Many objections to the māori party decision to side with National focus solely on the losses, ignoring the possibility of gains or arguing that National have no intention of fulfilling any of their undertakings. It is true that National’s policies will probably inflict more acute economic harm on Māori in the short term, but there’s more to intergenerational indigenous politics than small-scale tactical gains and losses in economics, and the calculus is that short-term losses may be worth it for long-term gains.

The integrity of the tino rangatiratanga movement is just such a strategic gain. The first big test of the māori party’s strategy comes this Tuesday, when the Foreshore and Seabed Act review panel reports its recommendations to Chris Finlayson. Further tests will come in the next year as National and Labour begin to bid in earnest for the brown vote, supposing Labour begins to campaign at all. Even if the māori party is turfed out off parliament in 2011, if they have raised the importance and profile of kaupapa Māori politics such that no party in the future believes they can act as Labour did in 2004, they will have succeeded.

As for the argument that Labour policies help Māori because most Māori are working class and Labour policies help working class people, therefore all Māori should. This is simply a reverse ‘rising tide lifts all boats’ argument.

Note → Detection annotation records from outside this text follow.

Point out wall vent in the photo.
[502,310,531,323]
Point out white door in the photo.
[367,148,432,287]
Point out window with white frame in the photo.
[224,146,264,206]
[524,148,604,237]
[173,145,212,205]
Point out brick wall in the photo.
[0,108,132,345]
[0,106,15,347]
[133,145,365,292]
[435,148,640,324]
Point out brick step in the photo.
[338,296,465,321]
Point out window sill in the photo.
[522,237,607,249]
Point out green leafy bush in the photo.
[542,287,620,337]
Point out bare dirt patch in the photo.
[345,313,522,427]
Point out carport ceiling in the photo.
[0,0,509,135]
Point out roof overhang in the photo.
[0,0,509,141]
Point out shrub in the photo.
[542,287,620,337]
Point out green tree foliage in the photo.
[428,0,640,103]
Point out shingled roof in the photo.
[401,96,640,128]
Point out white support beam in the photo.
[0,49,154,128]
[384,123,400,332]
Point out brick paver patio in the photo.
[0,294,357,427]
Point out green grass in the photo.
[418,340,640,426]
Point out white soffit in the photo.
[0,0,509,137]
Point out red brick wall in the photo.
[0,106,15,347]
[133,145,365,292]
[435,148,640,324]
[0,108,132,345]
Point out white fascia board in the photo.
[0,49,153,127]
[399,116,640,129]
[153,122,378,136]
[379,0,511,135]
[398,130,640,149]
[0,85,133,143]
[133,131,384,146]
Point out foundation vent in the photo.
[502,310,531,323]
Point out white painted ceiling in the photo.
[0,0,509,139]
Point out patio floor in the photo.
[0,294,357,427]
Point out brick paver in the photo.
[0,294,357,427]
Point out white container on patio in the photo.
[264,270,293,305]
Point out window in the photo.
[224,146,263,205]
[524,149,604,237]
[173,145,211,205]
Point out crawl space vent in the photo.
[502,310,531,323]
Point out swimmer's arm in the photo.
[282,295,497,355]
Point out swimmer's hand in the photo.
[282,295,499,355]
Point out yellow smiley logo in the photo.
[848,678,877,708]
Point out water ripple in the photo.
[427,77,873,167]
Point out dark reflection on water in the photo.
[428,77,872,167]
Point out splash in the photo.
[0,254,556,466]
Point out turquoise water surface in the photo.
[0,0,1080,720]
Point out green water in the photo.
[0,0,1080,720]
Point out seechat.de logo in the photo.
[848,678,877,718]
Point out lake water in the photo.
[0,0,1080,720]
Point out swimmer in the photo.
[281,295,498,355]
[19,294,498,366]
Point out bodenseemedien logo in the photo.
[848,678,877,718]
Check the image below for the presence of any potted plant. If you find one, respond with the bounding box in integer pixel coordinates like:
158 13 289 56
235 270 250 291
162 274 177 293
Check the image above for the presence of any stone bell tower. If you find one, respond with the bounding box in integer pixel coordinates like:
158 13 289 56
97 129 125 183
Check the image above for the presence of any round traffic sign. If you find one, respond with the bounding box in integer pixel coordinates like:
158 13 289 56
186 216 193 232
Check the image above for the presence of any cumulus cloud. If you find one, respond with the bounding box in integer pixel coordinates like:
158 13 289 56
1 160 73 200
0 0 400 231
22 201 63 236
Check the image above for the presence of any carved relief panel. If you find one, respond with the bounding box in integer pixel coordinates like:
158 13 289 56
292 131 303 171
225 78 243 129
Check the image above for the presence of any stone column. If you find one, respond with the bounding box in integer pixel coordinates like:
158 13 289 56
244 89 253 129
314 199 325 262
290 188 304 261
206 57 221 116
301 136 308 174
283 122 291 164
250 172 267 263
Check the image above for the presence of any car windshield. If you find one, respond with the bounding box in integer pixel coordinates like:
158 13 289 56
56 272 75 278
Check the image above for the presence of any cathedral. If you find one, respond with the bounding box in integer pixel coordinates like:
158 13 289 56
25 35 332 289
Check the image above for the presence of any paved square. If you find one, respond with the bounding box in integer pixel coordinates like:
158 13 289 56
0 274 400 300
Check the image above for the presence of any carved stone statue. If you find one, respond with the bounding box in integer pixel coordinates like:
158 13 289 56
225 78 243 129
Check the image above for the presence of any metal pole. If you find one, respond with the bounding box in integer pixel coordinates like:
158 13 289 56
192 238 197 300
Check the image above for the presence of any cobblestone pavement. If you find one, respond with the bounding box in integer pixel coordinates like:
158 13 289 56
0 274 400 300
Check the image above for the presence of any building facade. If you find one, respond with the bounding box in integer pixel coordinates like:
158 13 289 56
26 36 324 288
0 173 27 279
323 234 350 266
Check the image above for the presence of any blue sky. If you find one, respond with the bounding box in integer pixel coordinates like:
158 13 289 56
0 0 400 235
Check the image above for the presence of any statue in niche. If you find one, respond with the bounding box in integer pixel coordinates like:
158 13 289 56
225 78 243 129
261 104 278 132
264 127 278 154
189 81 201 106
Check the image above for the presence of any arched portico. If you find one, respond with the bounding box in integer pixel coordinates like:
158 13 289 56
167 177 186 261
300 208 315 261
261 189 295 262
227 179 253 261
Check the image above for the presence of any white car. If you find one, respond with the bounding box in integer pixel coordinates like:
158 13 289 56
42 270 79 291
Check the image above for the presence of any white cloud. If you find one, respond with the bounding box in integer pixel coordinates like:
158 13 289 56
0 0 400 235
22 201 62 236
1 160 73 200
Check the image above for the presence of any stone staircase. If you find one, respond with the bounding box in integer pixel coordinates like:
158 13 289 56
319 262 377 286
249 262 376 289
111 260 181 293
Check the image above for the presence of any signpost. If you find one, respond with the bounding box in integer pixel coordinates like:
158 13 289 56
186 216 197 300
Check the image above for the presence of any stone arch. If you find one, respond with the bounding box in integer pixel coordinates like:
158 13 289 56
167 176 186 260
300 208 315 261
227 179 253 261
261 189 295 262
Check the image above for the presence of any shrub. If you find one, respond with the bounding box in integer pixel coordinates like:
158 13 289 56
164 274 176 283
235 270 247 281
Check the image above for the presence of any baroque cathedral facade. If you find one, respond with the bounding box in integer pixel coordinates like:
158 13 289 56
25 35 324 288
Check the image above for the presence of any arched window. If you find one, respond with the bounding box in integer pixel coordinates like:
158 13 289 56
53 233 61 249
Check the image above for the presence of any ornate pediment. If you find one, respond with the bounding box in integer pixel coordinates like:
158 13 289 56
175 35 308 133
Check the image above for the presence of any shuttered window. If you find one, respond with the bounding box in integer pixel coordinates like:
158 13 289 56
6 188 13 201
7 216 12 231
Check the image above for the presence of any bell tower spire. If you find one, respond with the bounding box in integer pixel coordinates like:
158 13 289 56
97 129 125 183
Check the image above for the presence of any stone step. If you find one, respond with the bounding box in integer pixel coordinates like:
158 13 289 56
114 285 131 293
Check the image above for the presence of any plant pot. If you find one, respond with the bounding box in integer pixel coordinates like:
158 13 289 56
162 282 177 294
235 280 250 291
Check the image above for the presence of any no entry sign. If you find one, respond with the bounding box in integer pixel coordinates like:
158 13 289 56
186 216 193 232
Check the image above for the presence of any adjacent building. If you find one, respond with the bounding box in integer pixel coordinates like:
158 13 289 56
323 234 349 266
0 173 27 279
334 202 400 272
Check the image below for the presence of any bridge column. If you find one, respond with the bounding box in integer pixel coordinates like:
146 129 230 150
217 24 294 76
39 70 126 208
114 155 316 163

The point is that Māori have different needs and, under the Treaty framework, different entitlements to the rest of the working class. A political movement which treats Māori simply as brown proles ignores this historical reality, and is an insult to all those who have fought for recognition and redress.

On to the first issue. After generations of relying on Pākehā elites to redress the abuses of the land wars and following, a group of Māori leaders have taken it upon themselves to develop a principled strategy to find redress by their own means. Some Māori have supported them, and if they fail to make progress toward that redress, or do so by sacrificing other, more important things (such as the kaupapa of collective ownership) then the party will (or should) lose that support. This is fundamentally the point: the decision as to whether the calculus described above is worthwhile for Māori is for Māori to make, not for “well-meaning but misguided” honkeys who want to co-opt the politics of tino rangatiratanga as part of their worker solidarity movement.

Self-determination is a fundamental component of liberty. If you approve of political self-determination only for those movements which serve your own political ends, you’re little better than the Iranian clerics, for whom any political candidate is acceptable, as long as they’re a Shi’a fundamentalist. Let a thousand political agendas bloom; that is the liberal way.

L

* With thanks to Melissa McEwan, whose blog is well and truly open for business again.